Pourquoi choisir de s’occuper de la santé des femmes ?
La gynécologie et l’obstétrique occupent une place particulière en médecine. À travers cette spécialité, le médecin accompagne des moments clés de l’existence : la vie sexuelle, le désir d’enfant, la grossesse, la naissance, mais aussi la maladie, le handicap ou la fin de vie.
La grossesse est une période où les attentes des patientes sont très fortes. Le gynécologue-obstétricien devient alors un repère important : il partage des instants intenses, des joies, mais aussi parfois des épreuves. Cette relation de confiance, souvent durable, crée un lien privilégié entre le praticien et ses patientes.

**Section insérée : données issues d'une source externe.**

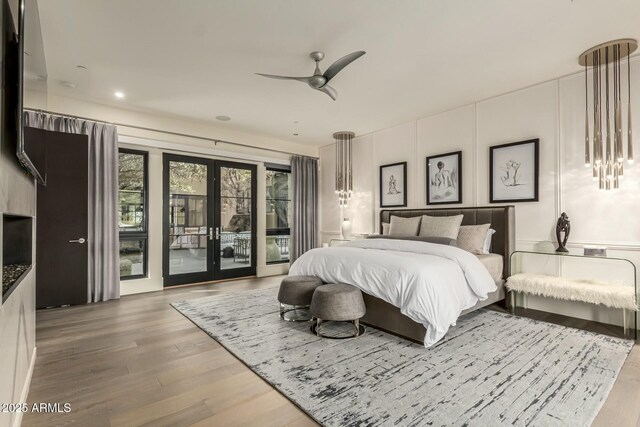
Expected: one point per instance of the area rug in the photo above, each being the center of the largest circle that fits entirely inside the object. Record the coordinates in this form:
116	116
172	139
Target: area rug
492	369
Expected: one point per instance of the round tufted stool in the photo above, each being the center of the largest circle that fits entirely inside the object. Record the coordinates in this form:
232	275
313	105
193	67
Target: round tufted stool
296	292
339	303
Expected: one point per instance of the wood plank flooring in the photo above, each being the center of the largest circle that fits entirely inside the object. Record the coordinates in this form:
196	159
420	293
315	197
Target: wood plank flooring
138	362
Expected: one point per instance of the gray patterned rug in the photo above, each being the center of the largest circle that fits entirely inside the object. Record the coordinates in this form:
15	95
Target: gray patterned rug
493	369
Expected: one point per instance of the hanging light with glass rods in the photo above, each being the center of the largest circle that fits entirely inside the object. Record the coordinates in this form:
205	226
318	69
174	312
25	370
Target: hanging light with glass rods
344	174
604	151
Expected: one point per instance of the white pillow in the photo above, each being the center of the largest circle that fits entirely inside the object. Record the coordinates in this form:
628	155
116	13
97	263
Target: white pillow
487	241
446	227
400	226
385	228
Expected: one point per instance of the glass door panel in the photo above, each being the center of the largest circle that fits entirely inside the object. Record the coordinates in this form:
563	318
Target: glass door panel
235	251
187	220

Une société qui change : information, isolement et nouvelles attentes
En quelques décennies, la pratique de la gynécologie a profondément évolué. Autrefois, le savoir médical était transmis de manière très verticale : quelques « mandarins » faisaient autorité, et l’information circulait peu. Aujourd’hui, Internet, et en particulier les recherches sur « Docteur Google », mettent à disposition une quantité considérable d’informations, parfois exactes, parfois anxiogènes ou erronées.
Le rôle du gynécologue-obstétricien est donc aussi d’aider à trier, expliquer et nuancer ces informations, afin de réduire l’angoisse et d’accompagner la patiente dans ses choix de santé (contraception, dépistage, grossesse, suivi gynécologique, etc.).

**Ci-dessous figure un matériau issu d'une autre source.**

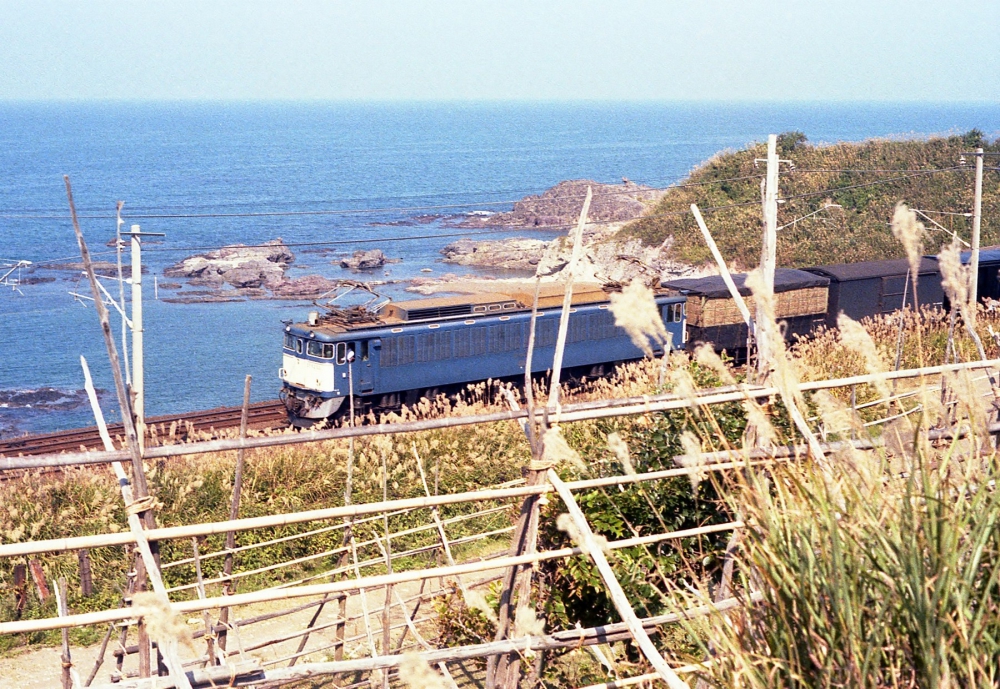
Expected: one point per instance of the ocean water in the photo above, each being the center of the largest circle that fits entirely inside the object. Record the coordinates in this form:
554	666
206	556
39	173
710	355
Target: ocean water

Par ailleurs, les structures familiales ont changé : autrefois, la mère, la sœur ou la tante étaient plus présentes pour soutenir une femme enceinte ou jeune maman. Beaucoup de femmes se retrouvent aujourd’hui plus isolées face à la maternité. Le gynécologue, la sage-femme et le médecin généraliste sont alors amenés à jouer également un rôle de soutien, d’écoute et de conseil global.

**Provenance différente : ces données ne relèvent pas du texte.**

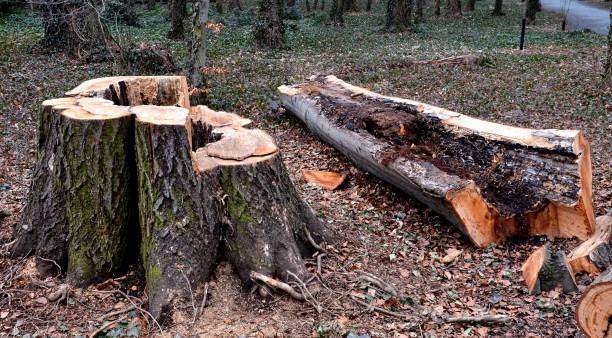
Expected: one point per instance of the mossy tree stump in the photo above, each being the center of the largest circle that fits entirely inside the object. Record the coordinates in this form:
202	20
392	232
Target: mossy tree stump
183	182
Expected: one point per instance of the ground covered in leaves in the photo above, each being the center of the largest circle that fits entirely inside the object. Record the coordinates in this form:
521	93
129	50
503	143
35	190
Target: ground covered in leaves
552	84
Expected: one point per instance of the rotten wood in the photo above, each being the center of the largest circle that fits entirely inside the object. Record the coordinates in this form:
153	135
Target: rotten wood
490	180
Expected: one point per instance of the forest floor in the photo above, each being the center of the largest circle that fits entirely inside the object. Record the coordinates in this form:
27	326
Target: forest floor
553	83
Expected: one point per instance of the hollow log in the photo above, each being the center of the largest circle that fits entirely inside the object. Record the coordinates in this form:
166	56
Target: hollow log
126	165
492	181
594	254
594	311
546	269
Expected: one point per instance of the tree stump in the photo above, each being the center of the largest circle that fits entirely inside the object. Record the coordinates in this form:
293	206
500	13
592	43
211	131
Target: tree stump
490	180
594	311
186	183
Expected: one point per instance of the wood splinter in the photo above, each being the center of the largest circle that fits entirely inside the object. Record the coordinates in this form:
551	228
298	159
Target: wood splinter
546	269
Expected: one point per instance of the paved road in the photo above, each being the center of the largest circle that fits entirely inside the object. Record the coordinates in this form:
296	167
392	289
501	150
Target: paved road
581	15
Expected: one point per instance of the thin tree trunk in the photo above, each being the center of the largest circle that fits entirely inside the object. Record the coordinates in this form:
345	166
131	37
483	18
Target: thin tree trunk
198	43
471	5
270	30
453	8
497	11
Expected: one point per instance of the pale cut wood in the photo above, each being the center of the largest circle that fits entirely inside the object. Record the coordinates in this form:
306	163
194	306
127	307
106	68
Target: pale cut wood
326	179
546	269
464	168
594	254
594	311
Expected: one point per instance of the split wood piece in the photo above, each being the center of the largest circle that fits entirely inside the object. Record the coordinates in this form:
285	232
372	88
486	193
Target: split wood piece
190	185
594	311
546	269
79	211
326	179
492	181
234	187
594	254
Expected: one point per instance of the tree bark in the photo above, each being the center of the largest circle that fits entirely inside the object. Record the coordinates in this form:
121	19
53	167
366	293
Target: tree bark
177	12
532	7
471	5
336	14
594	311
453	8
197	178
399	15
269	29
491	181
546	269
595	254
198	42
608	68
498	9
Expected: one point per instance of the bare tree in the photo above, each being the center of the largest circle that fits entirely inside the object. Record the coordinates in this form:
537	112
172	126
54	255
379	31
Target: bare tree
399	14
269	28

Être gynécologue et homme : spécificités de la relation de soins
Pour le médecin, l’examen gynécologique fait partie du quotidien : l’intimité est abordée sous un angle strictement médical, avec le respect de la pudeur et de la dignité de la patiente. Mais dans l’esprit de nombreuses femmes, le fait d’être examinée par un homme ou par une femme ne représente pas la même chose.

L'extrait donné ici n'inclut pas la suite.